LA Times columnist Sandy Banks writes about her encounters with Legoland-sanctioned line- cutters on a recent trip to the Southern California amusement park with her nephews.
The three stood in a slow-moving line, giddy and excited for the thrill-ride that awaited. After an hour (an hour!), it was finally their turn. Or not. From the side, an entire family was ushered in. They’d have to wait a little longer.
Waylaid, as Banks said, by the Premium Play Pass.
It was a slap in the face, she said, “a jarring note on a nearly perfect day.” But does Banks begrudge the line cutters, who, after all, merely exercised an option that was available to them and that they could afford? No.
I can’t. Because I remember how good it felt when my girls were small and Mom could still make miracles.
Small miracles? Cutting in line — not matter how you do it — isn’t a miracle. It’s a big ol’ middle finger to those who waited their turn.
Banks also says driving home from Legoland, as she zipped into the fastlane — a privilege only bestowed on cars carrying one more passengers — they all realized that they, too, finally got a chance to butt in line. Even Steven.
Or not! The fast-lane was a strategy to unclog the California freeways and to encourage the car-dependents of this state to ride together. You can’t buy a fast-lane pass. The fast-lane is as available to the couple in the Prius as it is to the family in the Expedition and your neighbors in their beater.
You buy a premium pass. Money talks.
Know where else in the U.S. you can buy access? Right. Politics. You pay to get heard. Oh, we all bemoan this, and those benefiting deny this, but money in politics takes you to the front of the line.
You can pay your way to better schools, either by paying to live in a better neighborhood or going private — and, in some cases where admission is selective, cash gets you a premium pass to the front of the class. (And you get to think it was all that hard work.)

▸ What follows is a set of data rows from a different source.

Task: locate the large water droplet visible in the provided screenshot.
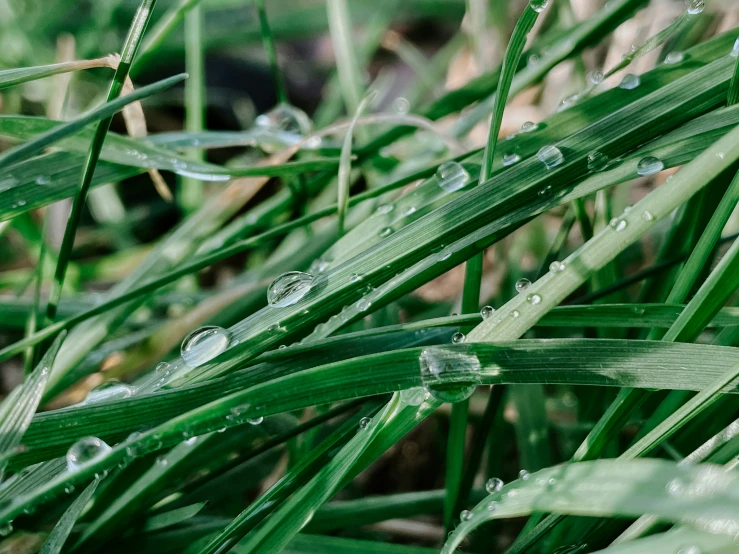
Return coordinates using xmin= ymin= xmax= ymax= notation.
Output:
xmin=400 ymin=387 xmax=427 ymax=406
xmin=480 ymin=306 xmax=495 ymax=319
xmin=529 ymin=0 xmax=549 ymax=12
xmin=587 ymin=151 xmax=609 ymax=172
xmin=84 ymin=380 xmax=136 ymax=404
xmin=515 ymin=278 xmax=531 ymax=293
xmin=619 ymin=74 xmax=640 ymax=90
xmin=537 ymin=145 xmax=564 ymax=169
xmin=685 ymin=0 xmax=703 ymax=14
xmin=486 ymin=477 xmax=504 ymax=493
xmin=664 ymin=51 xmax=684 ymax=64
xmin=255 ymin=103 xmax=312 ymax=135
xmin=419 ymin=346 xmax=481 ymax=403
xmin=636 ymin=156 xmax=664 ymax=176
xmin=66 ymin=437 xmax=112 ymax=472
xmin=267 ymin=271 xmax=314 ymax=307
xmin=436 ymin=161 xmax=470 ymax=192
xmin=181 ymin=326 xmax=230 ymax=368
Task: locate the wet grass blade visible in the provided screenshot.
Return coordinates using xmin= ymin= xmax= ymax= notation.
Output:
xmin=39 ymin=478 xmax=99 ymax=554
xmin=0 ymin=57 xmax=114 ymax=90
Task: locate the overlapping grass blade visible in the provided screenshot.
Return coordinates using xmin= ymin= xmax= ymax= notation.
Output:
xmin=39 ymin=478 xmax=99 ymax=554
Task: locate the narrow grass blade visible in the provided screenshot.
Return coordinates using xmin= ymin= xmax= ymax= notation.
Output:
xmin=0 ymin=57 xmax=114 ymax=90
xmin=39 ymin=478 xmax=99 ymax=554
xmin=326 ymin=0 xmax=364 ymax=114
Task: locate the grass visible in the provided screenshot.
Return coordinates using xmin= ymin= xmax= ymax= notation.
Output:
xmin=0 ymin=0 xmax=738 ymax=553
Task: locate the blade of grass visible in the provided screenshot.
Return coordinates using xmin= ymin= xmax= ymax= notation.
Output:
xmin=0 ymin=57 xmax=115 ymax=90
xmin=255 ymin=0 xmax=287 ymax=105
xmin=39 ymin=478 xmax=99 ymax=554
xmin=326 ymin=0 xmax=364 ymax=114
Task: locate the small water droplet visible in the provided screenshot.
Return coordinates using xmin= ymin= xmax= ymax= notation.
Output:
xmin=664 ymin=51 xmax=684 ymax=64
xmin=519 ymin=469 xmax=531 ymax=480
xmin=267 ymin=271 xmax=314 ymax=307
xmin=155 ymin=362 xmax=170 ymax=374
xmin=400 ymin=387 xmax=427 ymax=406
xmin=549 ymin=261 xmax=565 ymax=273
xmin=392 ymin=97 xmax=410 ymax=115
xmin=511 ymin=310 xmax=520 ymax=318
xmin=379 ymin=227 xmax=394 ymax=238
xmin=64 ymin=486 xmax=75 ymax=495
xmin=503 ymin=153 xmax=521 ymax=166
xmin=451 ymin=332 xmax=465 ymax=344
xmin=181 ymin=326 xmax=230 ymax=368
xmin=309 ymin=258 xmax=329 ymax=274
xmin=0 ymin=523 xmax=12 ymax=537
xmin=528 ymin=54 xmax=539 ymax=66
xmin=587 ymin=151 xmax=609 ymax=171
xmin=83 ymin=380 xmax=136 ymax=404
xmin=185 ymin=436 xmax=198 ymax=445
xmin=527 ymin=293 xmax=542 ymax=305
xmin=538 ymin=185 xmax=553 ymax=198
xmin=35 ymin=175 xmax=50 ymax=185
xmin=666 ymin=478 xmax=683 ymax=495
xmin=305 ymin=135 xmax=322 ymax=149
xmin=487 ymin=501 xmax=498 ymax=511
xmin=355 ymin=297 xmax=372 ymax=312
xmin=618 ymin=73 xmax=641 ymax=90
xmin=587 ymin=70 xmax=604 ymax=84
xmin=403 ymin=206 xmax=417 ymax=217
xmin=66 ymin=437 xmax=112 ymax=472
xmin=460 ymin=509 xmax=472 ymax=521
xmin=437 ymin=247 xmax=452 ymax=261
xmin=732 ymin=38 xmax=739 ymax=58
xmin=537 ymin=145 xmax=564 ymax=169
xmin=685 ymin=0 xmax=703 ymax=14
xmin=677 ymin=546 xmax=702 ymax=554
xmin=641 ymin=210 xmax=654 ymax=222
xmin=520 ymin=121 xmax=537 ymax=132
xmin=156 ymin=456 xmax=168 ymax=467
xmin=359 ymin=417 xmax=371 ymax=429
xmin=255 ymin=103 xmax=312 ymax=135
xmin=529 ymin=0 xmax=549 ymax=12
xmin=480 ymin=306 xmax=495 ymax=319
xmin=419 ymin=346 xmax=481 ymax=403
xmin=636 ymin=156 xmax=664 ymax=176
xmin=436 ymin=161 xmax=470 ymax=192
xmin=376 ymin=203 xmax=394 ymax=215
xmin=615 ymin=220 xmax=628 ymax=231
xmin=248 ymin=417 xmax=264 ymax=425
xmin=515 ymin=278 xmax=531 ymax=293
xmin=486 ymin=477 xmax=504 ymax=493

One could equate the premium pass with bigger airplane seats in first class or better theater seats at the opera. I’ll grant that it is slightly analogous, but here’s the deal: flight times are flight times, curtain call is curtain call. The first-class passenger isn’t wasting my coach class time. The orchestra pit seats don’t throw off my back-row mezzanine plans for lunch!
Sure, a business has the right to squeeze every last wad of cash out of us. I’m not calling for regulation or organizing a boycott. I’d just invite people to think twice about the messages their sending to their line-cutting progeny before plunking down the extra fee, perhaps not letting it go to their heads. “Remember, kids, we’re no more special than those poor, sweating line-waiters. No feeling extra powerful!”
Have you ever been stung by premium pass holders? Or, go on and admit it, you’re one of them. One of “them”!